Marvell Technology (MRVL) entwickelt kundenspezifisches Silizium und optische Hochgeschwindigkeitsverbindungen, die die größten KI-Rechenzentren der Welt versorgen. Nachbörslich am 27. Mai stieg die Aktie um etwa 3,5 %, nachdem der Gewinnbericht für das erste Quartal des Geschäftsjahres 2027 sowohl bei den Einnahmen als auch beim Gewinn pro Aktie übertroffen wurde. Die Schlagzeile war bescheiden. Die angehobene Prognose war es nicht.
CEO Matt Murphy hob die Umsatzprognose für das Geschäftsjahr 2028 auf ca. 16,5 Mrd. USD an, was etwa 1,5 Mrd. USD über dem Wert liegt, den das Management nur ein Quartal zuvor veröffentlicht hatte. Damit wurden die mittelfristigen Aussichten von Marvell innerhalb von weniger als zwölf Monaten vier Mal in Folge um mehrere Milliarden Dollar nach oben korrigiert. Die Frage, die sich die Anleger jetzt stellen, ist nicht, ob Marvell wächst. Es geht darum, ob der Markt die richtige Zahl einpreist.
Ein Rekordquartal, dann die wahre Geschichte
Marvell meldete für das erste Quartal des Geschäftsjahres 2027 einen Nettoumsatz von 2,418 Milliarden US-Dollar, einen neuen Unternehmensrekord, der um 28 % gegenüber dem Vorjahr und um 9 % gegenüber dem Vorquartal gestiegen ist. Der Umsatz lag um $18 Millionen über dem mittleren Wert der Prognose. Das Non-GAAP EPS betrug 0,80 US-Dollar und lag damit einen Cent über dem mittleren Wert der Prognose. Der Umsatz mit Rechenzentren erreichte 1,83 Milliarden US-Dollar, was einem Anstieg von 11 % gegenüber dem Vorquartal und 27 % gegenüber dem Vorjahr entspricht und 76 % des Gesamtumsatzes des Unternehmens ausmacht. Der operative Cashflow erreichte in diesem Quartal einen Rekordwert von 639 Millionen US-Dollar, wie aus der Gewinnmitteilung hervorgeht.
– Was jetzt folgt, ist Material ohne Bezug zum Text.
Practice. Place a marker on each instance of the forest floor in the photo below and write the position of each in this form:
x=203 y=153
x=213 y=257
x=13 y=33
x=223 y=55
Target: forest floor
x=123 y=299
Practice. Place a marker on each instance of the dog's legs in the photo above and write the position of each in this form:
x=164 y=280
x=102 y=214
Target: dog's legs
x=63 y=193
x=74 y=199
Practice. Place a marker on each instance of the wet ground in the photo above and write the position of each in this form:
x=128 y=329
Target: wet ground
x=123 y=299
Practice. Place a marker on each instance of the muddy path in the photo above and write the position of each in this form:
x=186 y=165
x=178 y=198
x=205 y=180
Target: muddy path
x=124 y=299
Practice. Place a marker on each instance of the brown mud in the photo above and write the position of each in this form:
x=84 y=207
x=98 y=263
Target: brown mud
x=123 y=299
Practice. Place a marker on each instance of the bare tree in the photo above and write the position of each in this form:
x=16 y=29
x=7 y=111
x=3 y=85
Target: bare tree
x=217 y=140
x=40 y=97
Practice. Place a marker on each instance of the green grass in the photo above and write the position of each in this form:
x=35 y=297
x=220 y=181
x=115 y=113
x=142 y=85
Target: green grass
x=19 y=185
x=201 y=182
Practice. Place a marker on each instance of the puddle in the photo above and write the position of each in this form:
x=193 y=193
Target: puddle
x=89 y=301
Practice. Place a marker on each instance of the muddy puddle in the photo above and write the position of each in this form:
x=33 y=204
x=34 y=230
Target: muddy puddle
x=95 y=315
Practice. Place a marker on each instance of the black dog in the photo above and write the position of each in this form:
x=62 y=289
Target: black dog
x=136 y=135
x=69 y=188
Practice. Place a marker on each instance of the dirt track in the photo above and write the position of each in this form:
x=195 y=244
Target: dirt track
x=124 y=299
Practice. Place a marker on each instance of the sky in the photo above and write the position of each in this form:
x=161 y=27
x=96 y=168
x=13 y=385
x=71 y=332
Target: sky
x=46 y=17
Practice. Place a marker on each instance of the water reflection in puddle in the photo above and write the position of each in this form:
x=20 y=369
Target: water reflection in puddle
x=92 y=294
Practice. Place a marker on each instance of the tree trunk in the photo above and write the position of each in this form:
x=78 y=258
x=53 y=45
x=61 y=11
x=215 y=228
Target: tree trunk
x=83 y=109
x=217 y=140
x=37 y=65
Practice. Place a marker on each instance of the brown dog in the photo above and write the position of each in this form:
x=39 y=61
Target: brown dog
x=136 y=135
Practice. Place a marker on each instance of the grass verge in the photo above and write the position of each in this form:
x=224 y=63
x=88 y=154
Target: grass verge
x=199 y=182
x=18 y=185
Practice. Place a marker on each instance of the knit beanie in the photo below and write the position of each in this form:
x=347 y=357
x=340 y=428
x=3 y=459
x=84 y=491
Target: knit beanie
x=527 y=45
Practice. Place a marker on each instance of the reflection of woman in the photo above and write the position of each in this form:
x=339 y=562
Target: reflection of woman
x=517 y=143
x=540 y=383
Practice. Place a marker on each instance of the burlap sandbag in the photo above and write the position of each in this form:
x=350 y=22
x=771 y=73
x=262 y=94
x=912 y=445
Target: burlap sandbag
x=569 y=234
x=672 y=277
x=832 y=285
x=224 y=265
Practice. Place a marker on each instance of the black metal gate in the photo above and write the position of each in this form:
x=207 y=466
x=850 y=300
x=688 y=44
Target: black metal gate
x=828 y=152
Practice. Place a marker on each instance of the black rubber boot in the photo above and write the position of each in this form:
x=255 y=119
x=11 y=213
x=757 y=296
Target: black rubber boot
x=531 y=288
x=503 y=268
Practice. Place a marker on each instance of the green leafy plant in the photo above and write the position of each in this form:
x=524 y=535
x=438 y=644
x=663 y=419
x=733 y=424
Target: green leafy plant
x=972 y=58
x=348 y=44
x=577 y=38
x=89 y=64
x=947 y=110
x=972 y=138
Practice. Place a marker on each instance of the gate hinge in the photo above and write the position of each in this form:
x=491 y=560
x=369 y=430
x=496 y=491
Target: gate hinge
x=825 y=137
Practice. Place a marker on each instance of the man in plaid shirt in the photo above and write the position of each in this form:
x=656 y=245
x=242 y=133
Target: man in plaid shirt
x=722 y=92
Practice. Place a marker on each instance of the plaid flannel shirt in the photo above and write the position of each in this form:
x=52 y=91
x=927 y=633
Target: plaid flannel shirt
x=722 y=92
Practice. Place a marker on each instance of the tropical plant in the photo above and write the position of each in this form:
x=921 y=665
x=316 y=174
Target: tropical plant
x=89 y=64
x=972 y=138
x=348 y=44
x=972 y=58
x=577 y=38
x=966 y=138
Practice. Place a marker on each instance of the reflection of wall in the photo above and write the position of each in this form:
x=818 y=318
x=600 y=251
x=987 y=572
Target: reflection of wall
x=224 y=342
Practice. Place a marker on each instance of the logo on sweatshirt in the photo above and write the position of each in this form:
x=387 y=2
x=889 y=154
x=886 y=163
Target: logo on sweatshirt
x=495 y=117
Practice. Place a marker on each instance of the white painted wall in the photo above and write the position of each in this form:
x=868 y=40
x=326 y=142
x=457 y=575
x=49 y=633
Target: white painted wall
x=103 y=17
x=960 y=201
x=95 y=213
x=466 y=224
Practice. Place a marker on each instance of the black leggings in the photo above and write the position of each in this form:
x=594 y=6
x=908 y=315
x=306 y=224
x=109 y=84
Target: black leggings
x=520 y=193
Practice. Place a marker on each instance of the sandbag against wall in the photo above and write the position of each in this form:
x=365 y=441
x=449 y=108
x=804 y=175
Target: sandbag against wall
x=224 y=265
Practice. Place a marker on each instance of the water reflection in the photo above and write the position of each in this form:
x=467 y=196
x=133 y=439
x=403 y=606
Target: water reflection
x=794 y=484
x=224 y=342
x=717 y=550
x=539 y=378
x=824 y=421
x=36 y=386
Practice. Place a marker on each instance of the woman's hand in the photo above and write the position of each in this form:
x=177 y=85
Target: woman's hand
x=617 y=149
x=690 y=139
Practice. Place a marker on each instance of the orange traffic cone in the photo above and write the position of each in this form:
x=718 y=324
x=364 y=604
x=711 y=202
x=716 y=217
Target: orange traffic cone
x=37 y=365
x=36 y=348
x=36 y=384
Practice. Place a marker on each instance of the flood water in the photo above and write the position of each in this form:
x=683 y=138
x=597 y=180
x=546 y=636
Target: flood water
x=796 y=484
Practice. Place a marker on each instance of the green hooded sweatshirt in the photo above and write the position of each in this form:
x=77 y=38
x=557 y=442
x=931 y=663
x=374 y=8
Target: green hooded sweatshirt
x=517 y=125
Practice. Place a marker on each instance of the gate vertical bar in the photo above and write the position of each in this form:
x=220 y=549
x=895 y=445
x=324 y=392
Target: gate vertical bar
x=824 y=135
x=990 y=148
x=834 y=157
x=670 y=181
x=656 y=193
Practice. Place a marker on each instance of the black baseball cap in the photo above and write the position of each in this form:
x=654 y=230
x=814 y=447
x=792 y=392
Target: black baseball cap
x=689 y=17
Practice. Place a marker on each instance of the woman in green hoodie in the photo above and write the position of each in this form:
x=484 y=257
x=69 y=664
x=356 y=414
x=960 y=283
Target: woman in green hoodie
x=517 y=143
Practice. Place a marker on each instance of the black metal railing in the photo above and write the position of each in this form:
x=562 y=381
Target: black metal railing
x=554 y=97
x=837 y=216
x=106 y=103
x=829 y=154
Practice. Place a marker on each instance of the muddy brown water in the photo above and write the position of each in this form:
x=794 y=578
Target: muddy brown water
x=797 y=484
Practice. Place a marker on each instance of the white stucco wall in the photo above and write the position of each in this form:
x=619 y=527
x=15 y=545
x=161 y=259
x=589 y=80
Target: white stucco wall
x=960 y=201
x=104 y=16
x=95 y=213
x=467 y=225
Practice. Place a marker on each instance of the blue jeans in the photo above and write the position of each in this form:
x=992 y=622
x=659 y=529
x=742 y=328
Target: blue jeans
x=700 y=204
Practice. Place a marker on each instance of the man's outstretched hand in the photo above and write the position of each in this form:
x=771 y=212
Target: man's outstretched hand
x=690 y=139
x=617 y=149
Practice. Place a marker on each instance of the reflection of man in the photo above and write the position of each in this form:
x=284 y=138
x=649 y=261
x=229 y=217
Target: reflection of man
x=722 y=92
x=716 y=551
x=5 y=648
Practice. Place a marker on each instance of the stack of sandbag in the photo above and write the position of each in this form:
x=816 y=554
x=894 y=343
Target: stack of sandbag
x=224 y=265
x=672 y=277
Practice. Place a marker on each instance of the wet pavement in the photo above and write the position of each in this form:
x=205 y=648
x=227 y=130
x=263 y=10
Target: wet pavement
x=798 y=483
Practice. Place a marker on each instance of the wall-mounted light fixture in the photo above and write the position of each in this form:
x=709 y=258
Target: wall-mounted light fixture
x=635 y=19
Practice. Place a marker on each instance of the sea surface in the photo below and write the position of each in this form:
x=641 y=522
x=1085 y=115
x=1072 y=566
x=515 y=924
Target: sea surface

Die Prognose ist das, was mehr zählt. Murphy prognostizierte für das 2. Quartal des Geschäftsjahres 2027 einen Umsatz von etwa 2,7 Mrd. USD, was einem Wachstum von 35 % gegenüber dem Vorjahr entspricht. Er fügte hinzu, dass Q3 und Q4 jeweils um mindestens 10 % gegenüber dem Vorjahr wachsen würden, wodurch der Meilenstein von 3 Mrd. USD Quartalsumsatz ein ganzes Quartal früher als geplant erreicht würde. Für das gesamte Geschäftsjahr 2027 wird nun ein Umsatz von ca. 11,5 Mrd. US-Dollar erwartet, was einem Anstieg von ca. 40 % gegenüber dem Vorjahr entspricht. Für das Geschäftsjahr 2028 wird nun ein Umsatz von ca. 16,5 Mrd. US-Dollar erwartet, was einem Anstieg von ca. 45 % gegenüber dem Vorjahr entspricht. Beide Zahlen entsprechen den Prognosen des Managements aus der Telefonkonferenz vom 27. Mai und spiegeln den jüngsten Ausblick wider, der über den Konsensschätzungen der Branche liegt.
Drei Wachstumsmotoren
Murphy hat das Rechenzentrumsgeschäft in drei Kategorien unterteilt. Jede von ihnen nimmt zu.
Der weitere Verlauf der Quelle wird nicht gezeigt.